The AT&T – T-Mobile Merger: Beyond the Arithmetic

by on April 18, 2011 · 5 comments

Following AT&T’s announcement last month of its planned acquisition of T-Mobile USA, pundits and other oddsmakers have settled in for a long tour of duty. Speculation, much of it uninformed, is already clogging the media about the chances the $39 billion deal—larger even than last year’s merger of Comcast and NBC Universal—will be approved.

Both the size of the deal and previous consolidation in the communications industry lead some analysts and advocates to doubt the transaction will or ought to survive the regulatory process.

Though the complex review process could take a year or perhaps even longer, I’m confident that the deal will go through—as it should. To see why, one need only look to previous merger reviews by the Department of Justice and the Federal Communications Commission, both of which must approve the AT&T deal.
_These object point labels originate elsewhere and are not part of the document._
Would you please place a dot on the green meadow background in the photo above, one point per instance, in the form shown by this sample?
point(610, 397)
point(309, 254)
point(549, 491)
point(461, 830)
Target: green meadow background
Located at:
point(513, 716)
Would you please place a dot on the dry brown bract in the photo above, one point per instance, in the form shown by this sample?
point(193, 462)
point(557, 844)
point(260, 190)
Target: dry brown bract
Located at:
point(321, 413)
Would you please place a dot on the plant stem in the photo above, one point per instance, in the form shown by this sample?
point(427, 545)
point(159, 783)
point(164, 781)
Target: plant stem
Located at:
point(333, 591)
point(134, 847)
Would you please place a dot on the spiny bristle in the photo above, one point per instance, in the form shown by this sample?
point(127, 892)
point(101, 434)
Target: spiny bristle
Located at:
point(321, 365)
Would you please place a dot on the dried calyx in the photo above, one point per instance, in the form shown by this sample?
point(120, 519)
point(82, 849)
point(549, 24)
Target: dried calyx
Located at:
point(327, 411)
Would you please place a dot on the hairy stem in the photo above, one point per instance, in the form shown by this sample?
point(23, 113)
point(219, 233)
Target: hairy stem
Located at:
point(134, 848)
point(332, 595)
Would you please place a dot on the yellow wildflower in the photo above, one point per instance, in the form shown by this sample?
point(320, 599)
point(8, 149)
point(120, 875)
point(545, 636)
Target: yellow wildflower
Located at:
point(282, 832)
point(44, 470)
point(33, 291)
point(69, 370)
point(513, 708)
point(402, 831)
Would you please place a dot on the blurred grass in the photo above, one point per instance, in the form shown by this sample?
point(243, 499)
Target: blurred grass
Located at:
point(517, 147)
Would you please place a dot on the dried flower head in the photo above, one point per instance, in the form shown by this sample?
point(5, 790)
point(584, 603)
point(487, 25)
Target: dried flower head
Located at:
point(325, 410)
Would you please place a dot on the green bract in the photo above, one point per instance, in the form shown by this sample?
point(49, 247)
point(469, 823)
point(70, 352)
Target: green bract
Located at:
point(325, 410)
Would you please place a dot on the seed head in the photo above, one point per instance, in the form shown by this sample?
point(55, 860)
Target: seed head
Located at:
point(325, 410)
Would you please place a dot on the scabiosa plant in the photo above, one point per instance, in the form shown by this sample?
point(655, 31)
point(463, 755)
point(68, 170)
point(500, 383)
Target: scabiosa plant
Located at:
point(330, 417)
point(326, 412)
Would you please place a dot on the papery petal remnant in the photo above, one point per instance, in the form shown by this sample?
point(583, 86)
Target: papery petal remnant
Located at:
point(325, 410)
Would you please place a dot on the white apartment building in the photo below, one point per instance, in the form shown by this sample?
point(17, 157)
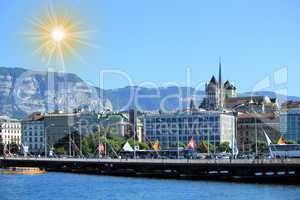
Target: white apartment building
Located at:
point(10, 130)
point(33, 133)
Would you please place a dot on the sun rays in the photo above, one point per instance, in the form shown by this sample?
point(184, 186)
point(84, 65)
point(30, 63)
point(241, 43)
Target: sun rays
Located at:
point(57, 37)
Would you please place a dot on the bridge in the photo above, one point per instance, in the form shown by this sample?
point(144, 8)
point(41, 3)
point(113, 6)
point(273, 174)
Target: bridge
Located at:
point(286, 171)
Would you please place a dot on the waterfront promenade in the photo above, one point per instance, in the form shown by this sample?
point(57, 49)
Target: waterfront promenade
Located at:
point(266, 170)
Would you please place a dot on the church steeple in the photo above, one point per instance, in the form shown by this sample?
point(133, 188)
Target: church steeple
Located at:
point(220, 74)
point(220, 85)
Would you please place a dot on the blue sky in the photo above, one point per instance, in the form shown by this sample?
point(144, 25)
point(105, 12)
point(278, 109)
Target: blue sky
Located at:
point(157, 40)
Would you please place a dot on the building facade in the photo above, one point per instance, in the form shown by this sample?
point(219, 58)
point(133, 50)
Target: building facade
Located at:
point(171, 128)
point(290, 124)
point(251, 126)
point(10, 130)
point(33, 133)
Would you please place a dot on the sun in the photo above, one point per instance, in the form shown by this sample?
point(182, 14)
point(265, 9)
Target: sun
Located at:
point(58, 36)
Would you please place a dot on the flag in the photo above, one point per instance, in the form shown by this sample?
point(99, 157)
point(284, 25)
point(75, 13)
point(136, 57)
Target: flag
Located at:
point(267, 138)
point(192, 144)
point(101, 148)
point(203, 147)
point(281, 140)
point(156, 146)
point(234, 148)
point(127, 147)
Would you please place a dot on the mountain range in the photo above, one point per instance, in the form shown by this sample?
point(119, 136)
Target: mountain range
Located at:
point(24, 91)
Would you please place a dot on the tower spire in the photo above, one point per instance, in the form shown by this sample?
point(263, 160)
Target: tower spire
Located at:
point(220, 85)
point(220, 73)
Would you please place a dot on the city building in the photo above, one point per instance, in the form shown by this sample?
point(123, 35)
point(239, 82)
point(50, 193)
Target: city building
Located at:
point(251, 126)
point(219, 96)
point(256, 104)
point(116, 121)
point(290, 104)
point(33, 133)
point(214, 93)
point(57, 126)
point(10, 130)
point(290, 124)
point(169, 128)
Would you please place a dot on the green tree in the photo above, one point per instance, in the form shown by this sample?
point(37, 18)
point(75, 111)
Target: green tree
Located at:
point(224, 147)
point(1, 149)
point(290, 142)
point(60, 151)
point(14, 148)
point(262, 147)
point(204, 146)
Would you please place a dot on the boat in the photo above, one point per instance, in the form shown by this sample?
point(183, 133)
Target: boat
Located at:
point(22, 170)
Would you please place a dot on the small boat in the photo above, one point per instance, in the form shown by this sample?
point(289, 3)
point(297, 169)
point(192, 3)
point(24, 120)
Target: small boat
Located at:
point(22, 170)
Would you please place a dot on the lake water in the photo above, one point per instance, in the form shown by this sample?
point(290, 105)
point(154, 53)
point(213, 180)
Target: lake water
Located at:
point(67, 186)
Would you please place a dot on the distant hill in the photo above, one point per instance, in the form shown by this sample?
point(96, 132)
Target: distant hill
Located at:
point(24, 91)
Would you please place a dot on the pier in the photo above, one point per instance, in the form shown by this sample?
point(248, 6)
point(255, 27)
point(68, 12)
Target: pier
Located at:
point(286, 171)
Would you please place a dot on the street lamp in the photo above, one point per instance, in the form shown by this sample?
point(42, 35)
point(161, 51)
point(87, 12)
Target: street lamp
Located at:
point(45, 139)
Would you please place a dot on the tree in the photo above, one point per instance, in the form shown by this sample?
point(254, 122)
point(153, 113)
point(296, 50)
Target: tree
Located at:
point(262, 147)
point(204, 146)
point(13, 148)
point(60, 151)
point(224, 147)
point(290, 142)
point(141, 145)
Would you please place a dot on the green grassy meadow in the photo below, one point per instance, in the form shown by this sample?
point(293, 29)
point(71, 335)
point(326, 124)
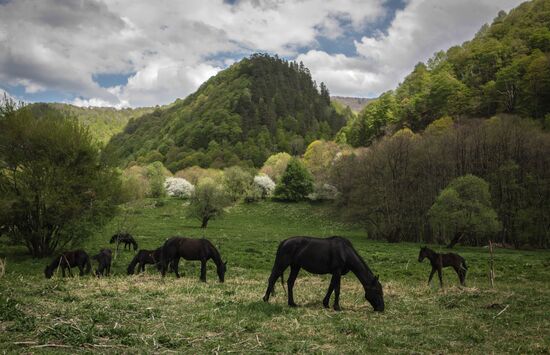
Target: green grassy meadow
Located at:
point(143, 313)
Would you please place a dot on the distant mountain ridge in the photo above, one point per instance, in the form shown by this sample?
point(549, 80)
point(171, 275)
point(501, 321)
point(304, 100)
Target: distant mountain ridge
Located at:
point(356, 104)
point(103, 122)
point(254, 108)
point(505, 68)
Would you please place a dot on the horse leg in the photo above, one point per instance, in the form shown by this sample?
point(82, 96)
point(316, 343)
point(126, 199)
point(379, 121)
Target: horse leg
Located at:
point(290, 284)
point(175, 266)
point(275, 274)
point(458, 272)
point(431, 276)
point(336, 281)
point(203, 270)
point(326, 300)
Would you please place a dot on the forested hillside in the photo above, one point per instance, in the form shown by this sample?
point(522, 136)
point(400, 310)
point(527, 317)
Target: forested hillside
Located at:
point(257, 106)
point(504, 69)
point(103, 122)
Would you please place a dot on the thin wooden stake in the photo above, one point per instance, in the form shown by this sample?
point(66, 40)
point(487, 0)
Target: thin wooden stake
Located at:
point(491, 265)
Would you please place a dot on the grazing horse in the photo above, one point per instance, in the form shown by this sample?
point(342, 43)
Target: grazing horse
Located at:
point(144, 257)
point(69, 259)
point(334, 255)
point(191, 249)
point(439, 261)
point(124, 237)
point(104, 259)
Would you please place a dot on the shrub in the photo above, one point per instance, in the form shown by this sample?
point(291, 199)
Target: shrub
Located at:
point(275, 166)
point(295, 184)
point(264, 184)
point(208, 201)
point(323, 192)
point(237, 182)
point(178, 187)
point(53, 182)
point(156, 173)
point(463, 211)
point(195, 174)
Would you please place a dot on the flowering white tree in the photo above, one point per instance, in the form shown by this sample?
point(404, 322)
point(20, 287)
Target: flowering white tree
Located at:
point(265, 184)
point(178, 187)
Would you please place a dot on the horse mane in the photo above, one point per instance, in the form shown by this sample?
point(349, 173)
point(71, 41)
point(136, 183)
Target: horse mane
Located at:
point(215, 253)
point(359, 257)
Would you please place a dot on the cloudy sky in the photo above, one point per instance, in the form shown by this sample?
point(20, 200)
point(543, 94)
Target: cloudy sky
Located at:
point(142, 53)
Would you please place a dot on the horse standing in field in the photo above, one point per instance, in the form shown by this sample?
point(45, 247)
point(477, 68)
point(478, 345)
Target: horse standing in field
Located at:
point(439, 261)
point(191, 249)
point(126, 238)
point(104, 259)
point(69, 259)
point(144, 257)
point(334, 255)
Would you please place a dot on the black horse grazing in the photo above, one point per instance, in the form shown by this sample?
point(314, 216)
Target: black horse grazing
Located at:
point(439, 261)
point(125, 238)
point(69, 259)
point(104, 259)
point(334, 255)
point(191, 249)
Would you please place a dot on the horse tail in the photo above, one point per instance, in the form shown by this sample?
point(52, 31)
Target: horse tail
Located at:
point(132, 265)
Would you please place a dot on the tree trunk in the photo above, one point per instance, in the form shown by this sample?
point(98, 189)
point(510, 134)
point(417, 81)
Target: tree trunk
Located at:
point(204, 222)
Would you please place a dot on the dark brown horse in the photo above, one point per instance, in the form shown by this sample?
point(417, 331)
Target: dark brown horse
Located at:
point(191, 249)
point(68, 260)
point(104, 260)
point(334, 255)
point(439, 261)
point(126, 238)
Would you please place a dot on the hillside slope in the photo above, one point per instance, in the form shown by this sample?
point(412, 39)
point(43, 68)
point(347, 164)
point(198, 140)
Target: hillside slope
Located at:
point(257, 106)
point(103, 122)
point(505, 68)
point(356, 104)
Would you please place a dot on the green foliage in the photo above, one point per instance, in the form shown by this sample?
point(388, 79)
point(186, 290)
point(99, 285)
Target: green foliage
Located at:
point(54, 189)
point(504, 69)
point(139, 314)
point(275, 165)
point(237, 182)
point(156, 174)
point(391, 186)
point(103, 122)
point(245, 113)
point(319, 157)
point(195, 174)
point(463, 211)
point(208, 201)
point(295, 184)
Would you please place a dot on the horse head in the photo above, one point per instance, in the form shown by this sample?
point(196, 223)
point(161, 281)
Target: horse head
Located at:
point(48, 272)
point(114, 238)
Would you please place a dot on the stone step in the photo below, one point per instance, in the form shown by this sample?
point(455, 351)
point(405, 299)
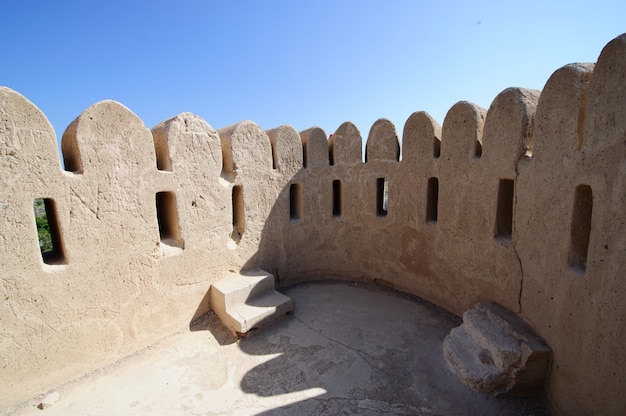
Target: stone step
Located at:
point(236, 288)
point(248, 301)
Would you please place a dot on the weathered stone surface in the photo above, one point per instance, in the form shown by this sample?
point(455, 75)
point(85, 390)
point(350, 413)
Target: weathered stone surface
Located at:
point(496, 352)
point(49, 400)
point(521, 204)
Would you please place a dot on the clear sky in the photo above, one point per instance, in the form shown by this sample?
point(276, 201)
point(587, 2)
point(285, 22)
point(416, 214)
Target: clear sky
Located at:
point(303, 63)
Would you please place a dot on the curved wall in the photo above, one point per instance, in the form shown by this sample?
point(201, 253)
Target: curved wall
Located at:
point(522, 204)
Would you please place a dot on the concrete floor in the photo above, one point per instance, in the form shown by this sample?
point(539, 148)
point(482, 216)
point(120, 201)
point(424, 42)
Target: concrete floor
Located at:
point(346, 349)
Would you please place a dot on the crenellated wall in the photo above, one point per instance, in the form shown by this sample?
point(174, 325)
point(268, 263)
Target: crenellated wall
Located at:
point(523, 204)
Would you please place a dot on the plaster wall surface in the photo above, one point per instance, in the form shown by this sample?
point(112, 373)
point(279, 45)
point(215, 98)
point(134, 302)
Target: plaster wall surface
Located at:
point(522, 204)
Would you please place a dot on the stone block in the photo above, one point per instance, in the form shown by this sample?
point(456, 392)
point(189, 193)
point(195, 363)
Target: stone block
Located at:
point(496, 352)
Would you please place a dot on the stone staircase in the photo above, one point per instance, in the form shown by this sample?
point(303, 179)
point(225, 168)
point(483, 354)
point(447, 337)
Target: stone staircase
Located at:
point(496, 352)
point(247, 301)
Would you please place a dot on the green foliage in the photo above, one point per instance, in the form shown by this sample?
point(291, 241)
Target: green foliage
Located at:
point(43, 229)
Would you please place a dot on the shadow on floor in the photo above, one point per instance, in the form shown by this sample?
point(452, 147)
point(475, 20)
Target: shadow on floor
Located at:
point(359, 349)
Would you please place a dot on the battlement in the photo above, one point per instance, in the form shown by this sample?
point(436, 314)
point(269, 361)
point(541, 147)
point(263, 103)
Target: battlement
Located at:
point(521, 204)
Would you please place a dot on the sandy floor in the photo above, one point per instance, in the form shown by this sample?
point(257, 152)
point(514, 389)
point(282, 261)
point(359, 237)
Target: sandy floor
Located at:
point(346, 349)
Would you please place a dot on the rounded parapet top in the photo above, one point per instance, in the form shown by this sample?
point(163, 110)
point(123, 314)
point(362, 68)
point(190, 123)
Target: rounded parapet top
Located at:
point(345, 145)
point(421, 138)
point(560, 114)
point(187, 142)
point(462, 132)
point(102, 135)
point(605, 113)
point(25, 130)
point(508, 127)
point(314, 148)
point(245, 145)
point(286, 149)
point(382, 142)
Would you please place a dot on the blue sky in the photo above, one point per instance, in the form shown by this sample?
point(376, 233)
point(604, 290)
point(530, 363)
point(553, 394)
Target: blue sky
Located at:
point(303, 63)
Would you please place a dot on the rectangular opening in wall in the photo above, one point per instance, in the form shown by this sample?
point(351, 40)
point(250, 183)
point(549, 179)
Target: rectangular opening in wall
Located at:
point(504, 212)
point(305, 154)
point(239, 222)
point(382, 196)
point(581, 228)
point(436, 148)
point(49, 231)
point(336, 198)
point(478, 149)
point(432, 201)
point(295, 202)
point(167, 217)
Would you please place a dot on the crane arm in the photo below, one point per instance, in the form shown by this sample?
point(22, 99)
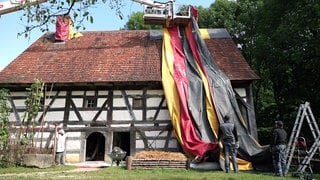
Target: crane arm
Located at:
point(16, 5)
point(152, 3)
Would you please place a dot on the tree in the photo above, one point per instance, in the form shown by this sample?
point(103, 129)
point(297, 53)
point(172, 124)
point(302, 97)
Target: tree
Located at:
point(43, 15)
point(136, 22)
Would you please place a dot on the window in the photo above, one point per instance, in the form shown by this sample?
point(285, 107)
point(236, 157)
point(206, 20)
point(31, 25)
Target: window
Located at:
point(137, 102)
point(90, 102)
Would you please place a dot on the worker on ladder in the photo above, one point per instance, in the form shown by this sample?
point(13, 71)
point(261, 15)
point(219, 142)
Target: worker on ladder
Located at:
point(278, 148)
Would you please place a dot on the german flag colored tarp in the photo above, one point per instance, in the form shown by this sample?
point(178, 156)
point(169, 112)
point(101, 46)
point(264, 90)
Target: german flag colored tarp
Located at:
point(199, 94)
Critics of the deal argue principally that a reduction from four national wireless carriers to three will create grave risks to competition. But Justice and the FCC have consistently rejected such simple-minded analysis. Instead, as consent decrees for several wireless mergers over the last decade–under Democratic and Republican administrations—make clear, both agencies approach the unique economic features of mobile communications with more subtle tools.

For example, both Justice and the FCC have consistently concluded that wireless markets are essentially local. Their competitive analysis—the key in reviewing horizontal mergers of this type—therefore focuses on the choices available to consumers where they buy wireless service; typically where they live, work or shop.

In today’s dynamic mobile industry, some national wireless carriers are strong in some cities or rural areas and weak or absent from others. Beyond the national carriers, lower-priced providers including MetroPCS and Cricket, as well as established regional companies including US Cellular, are strong in local markets. The Justice-FCC market analysis will consider market structure at the local level, counting all providers who are genuinely competitive.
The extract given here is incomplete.